In this article, we’ll look at what causes constipation in dogs, how to know if your dog is constipated and, most importantly, what you can do to help if it happens.

What causes constipation in dogs?

The most common causes of constipation in dogs are:

  • Dehydration.

  • Eating indigestible things like grass, bones or foreign bodies.

  • Arthritic pain in the back and hips, which makes dogs reluctant to squat.

  • Enlarged prostate (male dogs).

  • Perineal hernia (male dogs). In some dogs, especially older, uncastrated dogs, the muscles that support the rectum and hold it in place become weak. This allows the rectum to move out of place and it starts to bulge through the weakened muscles. This means that faeces get easily trapped and difficult to pass. Perineal hernias can often be seen as bulging mass under the skin on one or both sides of the anus.

  • Intestinal disease, neurological problems, or tumours.

  • Lack of exercise.

  • Lack of fibre in the diet.

  • Behavioural issues such as fear or anxiety.

What are the signs of constipation in dogs?

The colon is the last part of the intestine before the rectum. Its main job is reabsorbing water from the poo, so when your dog is constipated, the stools spend longer in the colon and get drier and firmer. It’s a bit of a vicious circle.

As you might expect, the most obvious sign of constipation is a dog that tries to go for a poo but can’t manage, or only a small amount comes out. Constipated dogs will often keep circling, or straining, frequently look at their bottom or scoot their rear end on the floor. In some cases you might see blood being passed because of all the straining, or your dog may cry in pain. Bear in mind that all these signs may also be a sign of colitis, which is an inflamed colon.

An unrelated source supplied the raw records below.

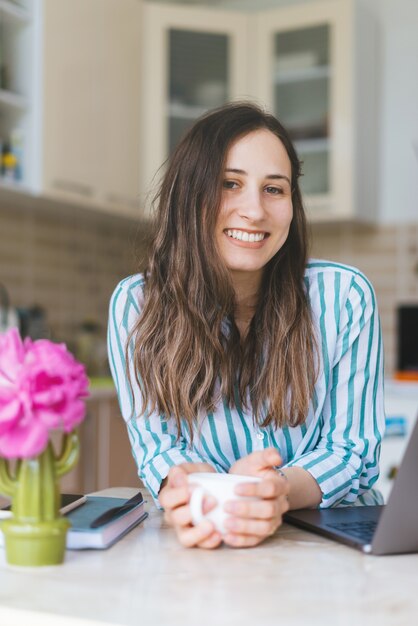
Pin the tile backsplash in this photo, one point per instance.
(69, 261)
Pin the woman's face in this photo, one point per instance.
(256, 206)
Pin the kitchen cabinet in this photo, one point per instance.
(19, 25)
(193, 60)
(105, 452)
(312, 65)
(91, 102)
(71, 103)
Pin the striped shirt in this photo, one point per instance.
(339, 443)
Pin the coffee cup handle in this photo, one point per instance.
(196, 505)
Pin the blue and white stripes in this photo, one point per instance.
(339, 443)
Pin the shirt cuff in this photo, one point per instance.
(154, 472)
(335, 477)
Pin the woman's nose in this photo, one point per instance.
(251, 205)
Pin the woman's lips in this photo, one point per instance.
(246, 244)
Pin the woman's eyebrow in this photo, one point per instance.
(269, 176)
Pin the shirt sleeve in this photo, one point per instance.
(345, 462)
(154, 442)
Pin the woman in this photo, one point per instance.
(242, 355)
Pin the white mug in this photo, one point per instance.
(222, 488)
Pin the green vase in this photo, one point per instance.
(36, 533)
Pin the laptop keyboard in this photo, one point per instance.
(363, 530)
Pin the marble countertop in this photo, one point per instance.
(294, 578)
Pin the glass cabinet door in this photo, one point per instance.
(198, 78)
(301, 79)
(194, 59)
(306, 78)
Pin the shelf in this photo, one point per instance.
(309, 146)
(12, 12)
(13, 100)
(185, 111)
(317, 72)
(14, 185)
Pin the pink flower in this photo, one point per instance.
(42, 387)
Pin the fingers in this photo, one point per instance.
(254, 509)
(272, 486)
(203, 535)
(257, 462)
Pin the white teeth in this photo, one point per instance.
(244, 236)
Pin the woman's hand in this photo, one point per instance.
(253, 520)
(175, 496)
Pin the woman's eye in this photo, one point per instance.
(275, 191)
(230, 184)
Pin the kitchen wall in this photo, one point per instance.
(69, 261)
(388, 255)
(66, 259)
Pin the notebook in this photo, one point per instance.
(81, 536)
(386, 529)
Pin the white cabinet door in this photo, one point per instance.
(193, 60)
(91, 100)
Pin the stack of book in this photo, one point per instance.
(96, 521)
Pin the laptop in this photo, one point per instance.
(387, 529)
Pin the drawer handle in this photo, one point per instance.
(115, 198)
(73, 187)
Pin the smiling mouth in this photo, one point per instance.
(243, 235)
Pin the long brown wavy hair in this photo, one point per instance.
(188, 352)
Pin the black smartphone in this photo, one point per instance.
(69, 501)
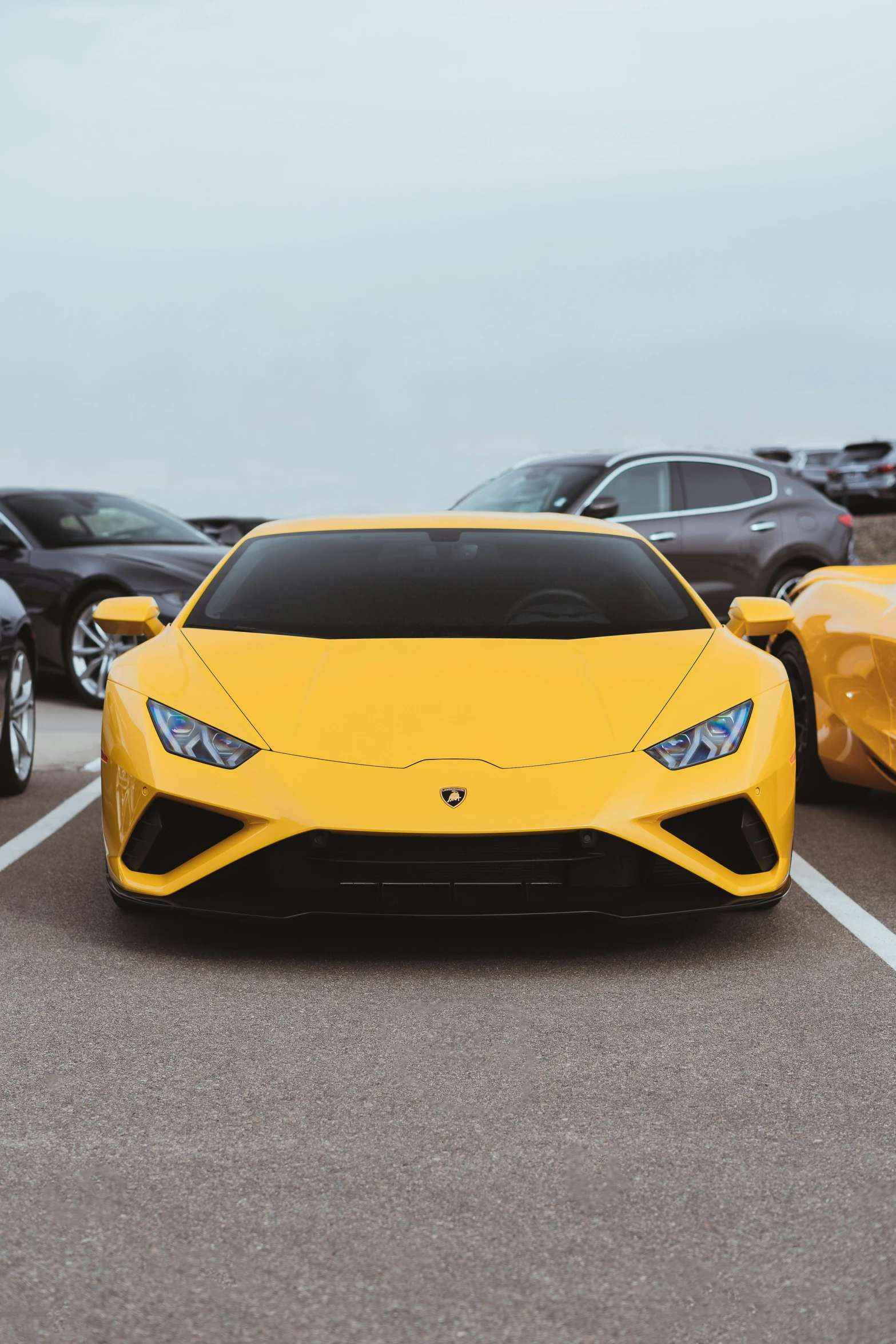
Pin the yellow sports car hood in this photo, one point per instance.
(395, 702)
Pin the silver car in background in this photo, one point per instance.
(809, 464)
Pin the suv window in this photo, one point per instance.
(714, 486)
(645, 488)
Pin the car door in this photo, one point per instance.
(649, 498)
(730, 530)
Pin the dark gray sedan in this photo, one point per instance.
(63, 551)
(731, 524)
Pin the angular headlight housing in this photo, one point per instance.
(198, 741)
(707, 741)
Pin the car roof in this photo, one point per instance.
(601, 460)
(455, 520)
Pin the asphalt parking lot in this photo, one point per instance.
(500, 1131)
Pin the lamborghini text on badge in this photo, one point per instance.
(455, 797)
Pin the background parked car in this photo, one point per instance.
(228, 531)
(63, 551)
(18, 666)
(810, 464)
(864, 472)
(731, 524)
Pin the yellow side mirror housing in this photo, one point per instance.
(129, 616)
(750, 616)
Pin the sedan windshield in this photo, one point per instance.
(428, 584)
(541, 488)
(62, 518)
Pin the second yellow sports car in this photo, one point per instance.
(840, 656)
(448, 714)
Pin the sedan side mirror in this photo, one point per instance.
(129, 616)
(605, 506)
(752, 616)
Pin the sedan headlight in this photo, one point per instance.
(715, 737)
(197, 741)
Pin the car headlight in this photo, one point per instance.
(707, 741)
(197, 741)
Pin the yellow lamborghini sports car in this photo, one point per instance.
(451, 714)
(840, 656)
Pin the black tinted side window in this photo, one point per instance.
(714, 486)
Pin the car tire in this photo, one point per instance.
(89, 651)
(17, 738)
(786, 580)
(813, 781)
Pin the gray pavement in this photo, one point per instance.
(67, 733)
(523, 1131)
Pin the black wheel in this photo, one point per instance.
(786, 580)
(17, 738)
(813, 781)
(89, 651)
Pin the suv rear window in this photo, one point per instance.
(715, 484)
(445, 584)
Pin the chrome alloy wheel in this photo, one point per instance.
(21, 701)
(91, 652)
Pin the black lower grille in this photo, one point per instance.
(170, 834)
(731, 834)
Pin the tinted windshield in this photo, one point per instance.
(546, 488)
(59, 518)
(413, 584)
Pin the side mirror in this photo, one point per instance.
(129, 616)
(605, 506)
(751, 616)
(9, 539)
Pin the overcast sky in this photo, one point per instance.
(305, 257)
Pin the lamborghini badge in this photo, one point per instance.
(455, 797)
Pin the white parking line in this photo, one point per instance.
(42, 830)
(843, 908)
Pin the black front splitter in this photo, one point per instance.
(626, 905)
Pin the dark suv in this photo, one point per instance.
(864, 470)
(731, 524)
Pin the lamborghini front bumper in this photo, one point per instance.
(286, 835)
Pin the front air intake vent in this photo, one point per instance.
(170, 834)
(731, 834)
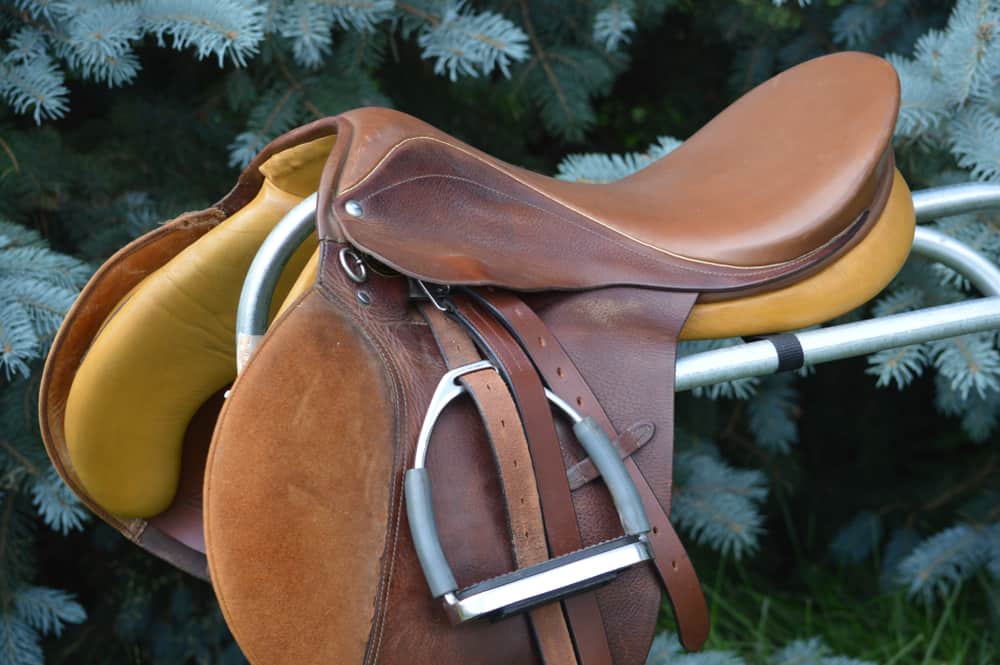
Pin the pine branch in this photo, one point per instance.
(597, 167)
(56, 504)
(99, 41)
(48, 610)
(717, 505)
(613, 24)
(34, 87)
(466, 43)
(230, 29)
(943, 562)
(968, 362)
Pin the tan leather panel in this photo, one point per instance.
(297, 169)
(510, 448)
(167, 346)
(849, 282)
(112, 282)
(161, 355)
(776, 175)
(297, 492)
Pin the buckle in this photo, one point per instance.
(545, 582)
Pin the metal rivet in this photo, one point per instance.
(354, 208)
(353, 265)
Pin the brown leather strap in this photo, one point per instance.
(503, 427)
(561, 374)
(563, 532)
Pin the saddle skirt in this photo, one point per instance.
(285, 486)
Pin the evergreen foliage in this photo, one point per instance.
(108, 130)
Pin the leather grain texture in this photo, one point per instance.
(849, 282)
(502, 423)
(699, 218)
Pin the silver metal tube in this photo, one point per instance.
(982, 273)
(263, 275)
(938, 202)
(864, 337)
(747, 360)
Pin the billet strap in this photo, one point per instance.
(561, 528)
(562, 376)
(503, 427)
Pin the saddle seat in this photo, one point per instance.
(800, 165)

If constipation goes on for any length of time, your dog may go off their food, lose weight and seem depressed.

What can you do if you think your dog is constipated?

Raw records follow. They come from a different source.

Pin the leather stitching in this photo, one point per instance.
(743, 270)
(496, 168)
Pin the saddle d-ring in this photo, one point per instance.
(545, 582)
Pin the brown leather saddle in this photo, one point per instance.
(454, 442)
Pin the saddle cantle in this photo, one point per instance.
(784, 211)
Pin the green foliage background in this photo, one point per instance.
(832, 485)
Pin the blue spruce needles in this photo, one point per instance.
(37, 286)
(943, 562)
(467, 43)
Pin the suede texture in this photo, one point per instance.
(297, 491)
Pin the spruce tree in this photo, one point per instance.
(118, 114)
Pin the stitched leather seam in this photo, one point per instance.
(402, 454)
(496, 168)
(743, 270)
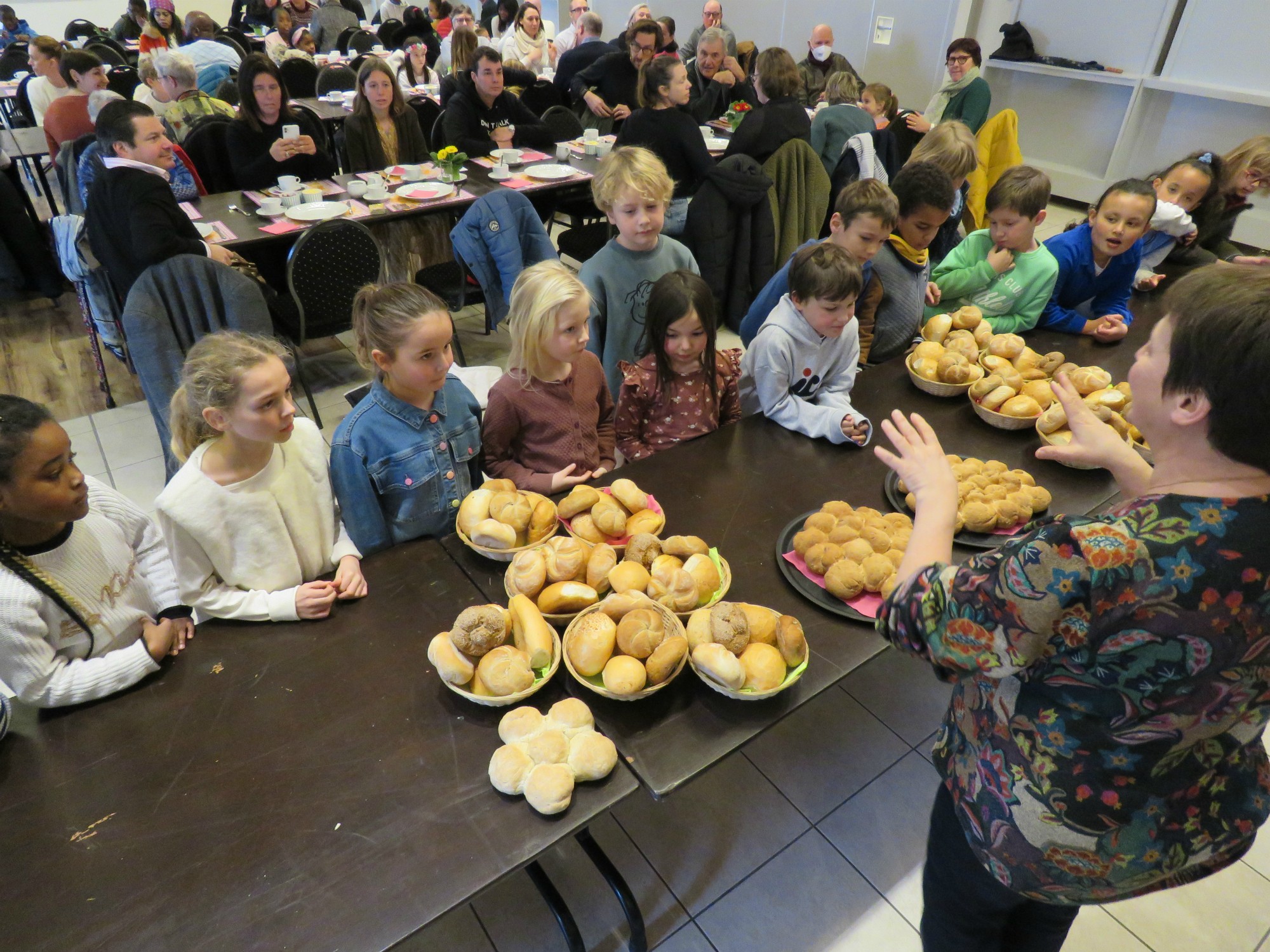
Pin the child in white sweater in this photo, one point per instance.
(88, 597)
(251, 517)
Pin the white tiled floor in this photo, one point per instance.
(807, 841)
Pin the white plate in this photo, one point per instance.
(425, 191)
(318, 211)
(549, 171)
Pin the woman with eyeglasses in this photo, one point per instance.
(966, 96)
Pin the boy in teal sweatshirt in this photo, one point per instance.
(1003, 270)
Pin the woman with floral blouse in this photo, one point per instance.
(1113, 673)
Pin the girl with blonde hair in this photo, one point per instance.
(410, 453)
(549, 425)
(251, 519)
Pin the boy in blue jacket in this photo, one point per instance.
(1098, 262)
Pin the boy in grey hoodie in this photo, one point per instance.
(801, 367)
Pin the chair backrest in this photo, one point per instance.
(300, 76)
(326, 270)
(563, 124)
(206, 147)
(335, 77)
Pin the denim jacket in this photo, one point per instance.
(401, 473)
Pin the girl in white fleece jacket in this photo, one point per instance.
(251, 517)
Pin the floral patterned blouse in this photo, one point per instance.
(1113, 682)
(651, 421)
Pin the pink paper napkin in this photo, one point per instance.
(867, 602)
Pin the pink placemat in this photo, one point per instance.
(867, 602)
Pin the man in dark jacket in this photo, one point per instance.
(717, 79)
(134, 219)
(482, 117)
(589, 49)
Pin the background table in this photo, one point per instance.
(307, 786)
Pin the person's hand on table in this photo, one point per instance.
(316, 598)
(350, 582)
(598, 106)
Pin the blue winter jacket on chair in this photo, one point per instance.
(498, 238)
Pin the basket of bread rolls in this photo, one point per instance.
(627, 648)
(947, 362)
(495, 656)
(544, 756)
(747, 653)
(498, 520)
(612, 515)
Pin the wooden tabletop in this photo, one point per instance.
(308, 786)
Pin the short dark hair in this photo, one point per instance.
(1022, 190)
(20, 418)
(1221, 348)
(967, 45)
(115, 124)
(921, 185)
(79, 60)
(825, 272)
(867, 197)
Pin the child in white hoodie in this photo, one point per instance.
(801, 367)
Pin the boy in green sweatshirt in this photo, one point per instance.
(1003, 270)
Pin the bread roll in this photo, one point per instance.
(624, 675)
(592, 757)
(566, 559)
(580, 501)
(549, 789)
(449, 662)
(646, 522)
(629, 496)
(666, 658)
(481, 629)
(641, 631)
(684, 546)
(591, 643)
(629, 577)
(509, 770)
(493, 535)
(719, 664)
(474, 510)
(730, 628)
(505, 671)
(520, 724)
(567, 597)
(585, 527)
(533, 635)
(603, 560)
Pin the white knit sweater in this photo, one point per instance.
(116, 565)
(243, 550)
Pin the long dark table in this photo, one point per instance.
(739, 488)
(307, 786)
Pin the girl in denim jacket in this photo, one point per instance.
(410, 453)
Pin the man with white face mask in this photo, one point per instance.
(821, 64)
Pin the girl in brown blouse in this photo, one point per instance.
(669, 397)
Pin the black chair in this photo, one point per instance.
(206, 147)
(427, 112)
(300, 77)
(335, 77)
(326, 270)
(123, 81)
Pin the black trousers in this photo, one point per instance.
(968, 911)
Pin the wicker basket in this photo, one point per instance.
(520, 695)
(792, 677)
(507, 555)
(674, 626)
(933, 387)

If you think your dog is unwell or you’ve seen signs of blood or pain, then a vet visit is in order. The same is true if your dog has been unable to pass stools for more than a couple of days.

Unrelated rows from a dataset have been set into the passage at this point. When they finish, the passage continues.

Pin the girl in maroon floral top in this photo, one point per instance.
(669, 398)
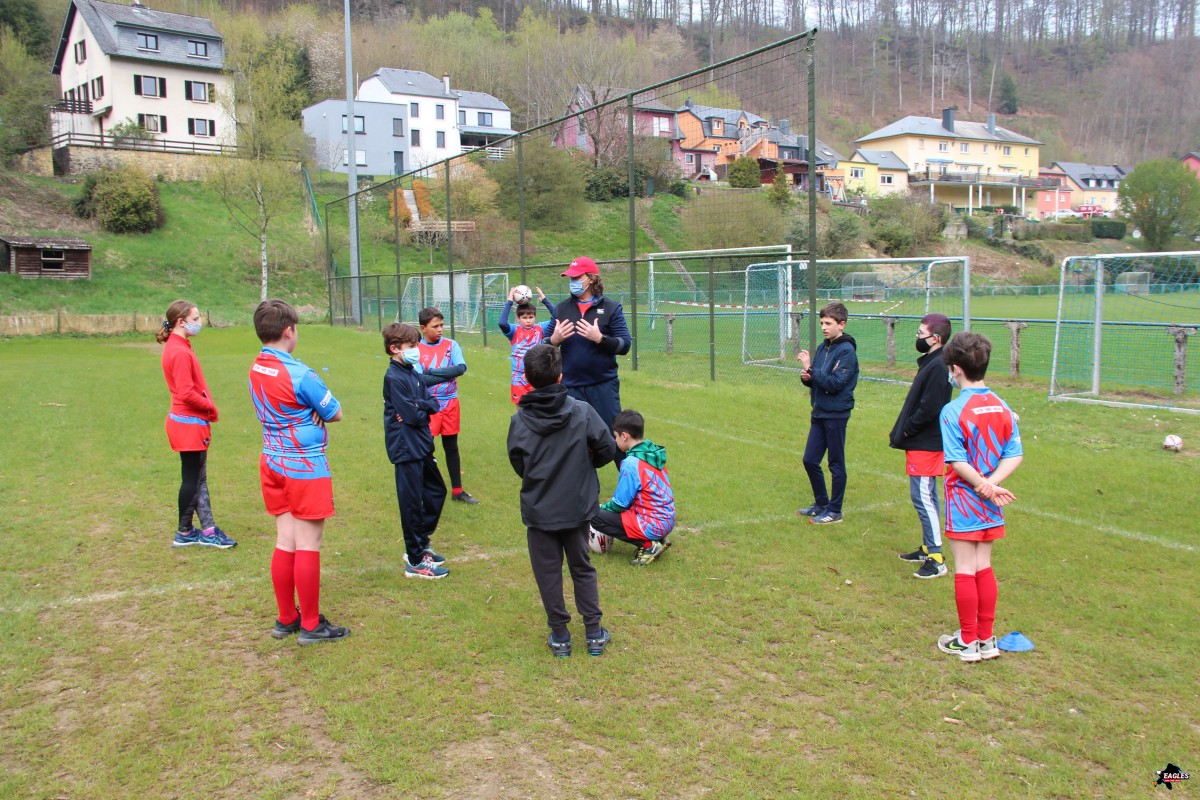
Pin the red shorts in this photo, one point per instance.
(982, 535)
(924, 463)
(447, 421)
(187, 437)
(304, 499)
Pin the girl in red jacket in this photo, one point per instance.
(187, 425)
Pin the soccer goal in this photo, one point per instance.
(886, 300)
(466, 298)
(1123, 328)
(681, 280)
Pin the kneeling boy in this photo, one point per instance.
(642, 509)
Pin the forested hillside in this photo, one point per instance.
(1099, 80)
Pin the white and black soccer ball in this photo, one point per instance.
(598, 542)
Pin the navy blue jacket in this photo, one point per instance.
(834, 374)
(406, 414)
(585, 362)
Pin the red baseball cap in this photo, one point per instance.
(582, 265)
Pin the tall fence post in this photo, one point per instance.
(891, 322)
(1181, 355)
(1014, 347)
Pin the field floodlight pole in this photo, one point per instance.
(352, 175)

In the early cases, the best thing to do is see if you can encourage your dog to drink plenty of water and go for some nice walks. Physical activity and exercise are great bowel stimulants, and if your dog’s constipation is mild then this may be enough to get everything moving again. If it happens again, it’s worth considering a higher-fibre food, but always ask your vet before switching diets. If your dog is underweight or very active, a high-fibre food may not be the right thing to do.

If your dog’s constipation isn’t improving with exercise and water intake, then it’s best to get to your vet to make sure there isn’t an underlying cause. Your vet will want to do a physical exam, which will include a rectal exam to make sure there isn’t a physical blockage. In some cases, X-rays may be required to check for foreign bodies like bones, or growths. In most cases, an enema, medication, or a change of diet will resolve the problem, but depending on the cause, surgery or long-term medication may also be needed.

Preventing constipation

As with all things for our pets, prevention is always better than cure. Keeping your dog slim and active throughout life is a major factor in all-round good health, including digestive health. Feeding a good-quality, complete and balanced food is also very important for preventing digestive upsets, including constipation. Make sure your dog always has plenty of fresh water available. You can soak their kibbles if you worry they don’t drink enough.

If ever you have a doubt or worry, ask your vet. We are always happy to help and it’s always better to be safe than sorry.